Chorus was our first attempt at using sequenced drums. There are real drums under there hanging over the end and at the beginning but the 909 programming is a defining feature. The guitar comes in half a beat before a square count, and shifts in and out of line between the verse and chorus to shift emphasis. The vocals fall into a spacey repetition before drifting away in the outro. We made a robot for the Chorus video with cardboard boxes and silver paint, and tried to capture some quarantine madness.
“Stray”
The spark for Stray one was finding a day-old cat in the park while writing these songs. He lives at Key Out HQ now and appears on the record cover. It’s about stray/feral/wild creatures and the comfortable distance we put between ‘us’ and ‘them’.
There are a lot of layered guitars on this track. The sonic reference was Sometimes by My Bloody Valentine and although it ultimately doesn’t sound much like that, it has distorted guitars and no drums for a while. The rhythm section comes in after an extended intro, with an urgent post-punk bassline and cross-cutting drums, and some sampled electro drums.
“Dog”
The inspiration for these lyrics was a dreaming dog making expressive noises and ‘running’ in her sleep. It’s about perspectives and realities and how another species dreaming is a couple of unknowns removed from where we often are – complex but maybe not that different.
Dog underwent a big shift between demo and record versions. The demo had a square beat and dissonant guitars, but it just fell into place the more we subtracted until it became a double-tracked acoustic whisper. We like the wolf vocal in the second verse too.
“Fire”
Fire was finished while Australia was burning at the beginning of the year. We always liked the second half of the track, particularly the vocal effects and guitar, but the first half wasn’t quite right. After completing a mix in the studio, we sampled some analogue radio signal and cut it in half.
“Bird”
This song is about a bird in the city, ‘above the trees, beneath the jets’. The inspiration is a magpie with a broken foot who lives at a local park. She drifts between her group and other people who move through the park, and has been visiting for a couple of years.
This was one of the earliest demos, and it changed a lot during recording. The booming drum kit and electric guitars were cut and replaced with shakers, sampled drums and a percussive acoustic guitar. Wayne had an idea for some cool bleeping synths in the studio, and Caroline some spacey harmonies.

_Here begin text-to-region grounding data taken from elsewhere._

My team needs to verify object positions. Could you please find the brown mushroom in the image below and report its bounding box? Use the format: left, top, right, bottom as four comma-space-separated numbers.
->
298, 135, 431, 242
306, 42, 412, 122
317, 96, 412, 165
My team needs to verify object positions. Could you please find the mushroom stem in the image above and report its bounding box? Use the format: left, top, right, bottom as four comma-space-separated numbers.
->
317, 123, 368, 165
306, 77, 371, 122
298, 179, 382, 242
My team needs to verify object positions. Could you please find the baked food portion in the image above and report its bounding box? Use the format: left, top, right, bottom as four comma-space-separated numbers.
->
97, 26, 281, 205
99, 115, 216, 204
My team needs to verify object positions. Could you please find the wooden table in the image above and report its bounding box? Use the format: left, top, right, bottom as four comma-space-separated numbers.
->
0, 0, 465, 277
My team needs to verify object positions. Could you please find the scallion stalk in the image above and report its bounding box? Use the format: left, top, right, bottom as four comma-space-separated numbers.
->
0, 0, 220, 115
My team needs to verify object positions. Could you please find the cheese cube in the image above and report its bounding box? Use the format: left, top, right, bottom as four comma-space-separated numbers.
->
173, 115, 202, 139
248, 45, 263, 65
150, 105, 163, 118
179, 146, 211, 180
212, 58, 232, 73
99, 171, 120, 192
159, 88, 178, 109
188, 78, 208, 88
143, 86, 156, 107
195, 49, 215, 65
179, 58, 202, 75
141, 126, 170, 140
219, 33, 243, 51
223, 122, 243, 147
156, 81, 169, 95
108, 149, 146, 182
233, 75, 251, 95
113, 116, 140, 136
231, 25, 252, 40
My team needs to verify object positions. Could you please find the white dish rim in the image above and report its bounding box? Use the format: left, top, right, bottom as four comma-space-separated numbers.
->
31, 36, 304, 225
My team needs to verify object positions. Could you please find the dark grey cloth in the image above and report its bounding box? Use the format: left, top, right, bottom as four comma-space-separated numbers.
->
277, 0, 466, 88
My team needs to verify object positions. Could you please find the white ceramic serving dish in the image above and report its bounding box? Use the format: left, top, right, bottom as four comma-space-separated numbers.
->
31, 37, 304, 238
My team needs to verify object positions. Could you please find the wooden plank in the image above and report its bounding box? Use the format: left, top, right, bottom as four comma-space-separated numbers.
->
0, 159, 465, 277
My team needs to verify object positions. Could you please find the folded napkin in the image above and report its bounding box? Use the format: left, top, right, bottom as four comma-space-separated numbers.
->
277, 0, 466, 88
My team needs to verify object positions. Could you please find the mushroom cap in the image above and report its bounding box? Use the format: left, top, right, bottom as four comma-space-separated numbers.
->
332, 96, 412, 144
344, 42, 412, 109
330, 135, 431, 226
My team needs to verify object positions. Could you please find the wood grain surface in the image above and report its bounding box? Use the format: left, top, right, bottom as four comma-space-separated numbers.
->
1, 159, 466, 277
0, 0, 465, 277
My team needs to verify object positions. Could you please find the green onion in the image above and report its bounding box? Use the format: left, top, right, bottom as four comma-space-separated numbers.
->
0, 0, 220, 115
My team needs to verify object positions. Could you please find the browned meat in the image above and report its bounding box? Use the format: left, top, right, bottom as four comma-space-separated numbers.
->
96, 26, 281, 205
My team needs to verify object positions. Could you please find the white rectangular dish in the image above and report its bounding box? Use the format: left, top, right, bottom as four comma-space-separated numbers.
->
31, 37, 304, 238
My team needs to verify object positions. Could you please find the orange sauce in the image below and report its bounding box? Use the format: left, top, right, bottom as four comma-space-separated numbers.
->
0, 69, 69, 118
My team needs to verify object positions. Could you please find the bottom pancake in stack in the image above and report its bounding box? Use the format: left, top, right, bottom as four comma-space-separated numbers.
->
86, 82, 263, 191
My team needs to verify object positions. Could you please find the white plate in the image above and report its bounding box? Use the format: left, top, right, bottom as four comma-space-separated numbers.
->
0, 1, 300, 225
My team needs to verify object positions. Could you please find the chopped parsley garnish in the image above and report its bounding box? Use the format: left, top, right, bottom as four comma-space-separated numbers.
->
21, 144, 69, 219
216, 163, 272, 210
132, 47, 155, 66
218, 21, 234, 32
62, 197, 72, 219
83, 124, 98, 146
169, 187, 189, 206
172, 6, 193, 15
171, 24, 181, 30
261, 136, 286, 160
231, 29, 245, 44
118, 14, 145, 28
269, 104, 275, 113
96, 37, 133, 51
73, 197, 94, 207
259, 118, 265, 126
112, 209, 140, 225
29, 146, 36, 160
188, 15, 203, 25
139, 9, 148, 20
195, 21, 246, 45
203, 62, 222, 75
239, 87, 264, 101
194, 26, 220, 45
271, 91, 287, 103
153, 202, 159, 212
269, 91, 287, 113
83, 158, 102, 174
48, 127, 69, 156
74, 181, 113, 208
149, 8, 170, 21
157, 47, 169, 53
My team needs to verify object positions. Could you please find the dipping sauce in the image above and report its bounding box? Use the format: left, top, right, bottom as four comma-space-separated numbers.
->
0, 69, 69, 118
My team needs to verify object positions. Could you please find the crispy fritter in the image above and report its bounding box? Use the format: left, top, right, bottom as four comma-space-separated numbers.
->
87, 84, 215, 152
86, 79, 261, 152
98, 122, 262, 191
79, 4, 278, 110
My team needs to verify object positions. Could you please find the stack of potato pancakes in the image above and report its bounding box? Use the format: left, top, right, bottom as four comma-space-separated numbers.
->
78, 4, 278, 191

At 3:44, this is the longest track on the album, but would be closer to the shortest on previous releases.
“True”
We joke that True is somewhere between the Lemonheads and Kokomo. If it ever gets a video, we would like to ask Helen Bidou to star in it, in a cocktail bar. True came from an attempt to build an entire song around an unchanging chord progression, which we had never done before. It was also the first track recorded on acoustic guitar that encouraged us to experiment with more minimal arrangements. The dynamics come from dissonant synth notes, electrical buzzes and toy percussion (including a shaker made from bells collected from xmas crackers).
“Moonlight”
This is the second of the two last-minute album additions. It’s a bit of an abstract thought about memory and was sparked by a chord progression, a drum loop and a delay unit. We were unsure if it was a clean, overdriven or chorus drenched guitar song, so we recorded each and melded them together.
“Echolocation”
There is a great bat colony nearby that was the starting point for echolocation. It’s about listening to the world. There are some guitar string rattles and fingers on fret board squeaks that Wayne did well to tame, but are really on theme. An early cut had some waltz-type drumming, but they were wound back for another minimalist arrangement with synths floating around then coming together in a 60s pop-strings type crescendo.
“Edge”
If Buildings was the clear album opener, Edge is the clear closer. Buildings is about striking out into the world, Edge is about stopping to look around when out there. This was another of the early compositions that shifted form a few times before starting to make sense the more we took away.